Friday, November 18, 2005

Give the Dead a Vote

Today a phrase popped into my head: "the democracy of the dead." My all-knowing husband informed me that it was from G.K. Chesterton's Orthodoxy (New York: John Lane Company, 1908; p.85).

The full quote has implications for church music:

"Tradition means giving votes to the most obscure of all classes, our ancestors. It is the democracy of the dead. Tradition refuses to submit to the small and arrogant oligarchy of those who merely happen to be walking about. All democrats object to men being disqualified by the accident of birth; tradition objects to their being disqualified by the accident of death. Democracy tells us not to neglect a good man's opinion, even if he is our groom; tradition asks us not to neglect a good man's opinion, even if he is our father."

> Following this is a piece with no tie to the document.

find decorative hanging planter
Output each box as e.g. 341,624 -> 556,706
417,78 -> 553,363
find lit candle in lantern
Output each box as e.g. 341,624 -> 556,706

As the body of Christ, we are composed of many millions who have gone before. We should think of our Christian family not only as those in the Sudan or Pakistan, across space, but as those who believed in the salvation God promised Eve, across time.

If only songs from our moment in time are called acceptable for worship, whether the latest hits in praise songs or the hymns with the most up-to-date language, we reject the worship of most of the body of Christ. "We don't need you. You're dead. You have nothing to say to us--and nothing to say to God with us." In refusing the music of past generations, we break the communion of saints.

The one who made us saints in the first place, the Holy Spirit, is also the one who inspires expressions of praise. It's extremely odd that Christians who insist they sing only contemporary music or drastically edited hymns in order to "get into the Spirit" or to praise the Spirit "better", refuse to look for the Holy Spirit or learn how to honor Him in His work of the past two thousand years. I think the Spirit just got slapped in the face.

4 comments:

Rebecca Abbott said...

[This is from Michael Royal, but was posted under one of the Intros originally.]

Rebecca, great work on the blog! Keep it up.

Just a thought on the idea of the “democracy of the dead” – it seems that any community in which tradition thrives is in fact a “democracy of the living” which simply shows strong preferences for things of the past instead of (or along with) things of the present. And perhaps members of these communities place a value on tradition, as such, as well. Nevertheless, it is always a matter current taste, so isn’t saying “give the dead a vote” the same as saying “you have bad taste”? Which would of course be a fine thing to say, in my opinion.

Rebecca Abbott said...

Response to MR:
Thanks for the comment! I want to be sure I understand you: you're saying that we invoke the argument to "give the dead a vote" when we think that our present community of the living is exhibiting "bad taste"? So that if the living were showing "good taste", we wouldn't need to bring the dead into the picture?

Anonymous said...

Hmm, kind of. I was just suggesting that the argument to “give the dead a vote” seems to boil down to an invitation for people to accept the speaker’s personal preferences for things of the past, more than a kind of moral argument for including works of the past into current practices, as dead people don’t care much about being included.

BTW, I like JC's comment above.

Rebecca Abbott said...

Oh, but they DO care, Michael! I'm reminded of Jesus' comment that if God is the God of Abraham, Isaac, and Jacob, and if God claims this title for Himself in the present tense, then Abraham, Isaac, and Jacob are still alive--and God is the God of the living.

However, I'm not so much concerned with that as I am with the necessity for us, the embodied living, to show our participation with those who are "under the throne of God" as an act of humility (our own opinions are not king--none of us chooses how to worship God on our own), an act of corporate worship (God is constantly calling for the liturgy to be the work of the people, a sign and a means of the reconciled community), and an act of faith (we are including these worshippers in the belief that God has indeed preserved them and will raise them with new bodies in the fullness of time).

Thanks very much for your comments. This discussion, too, is getting long. I may have to reprise some of it as a new post!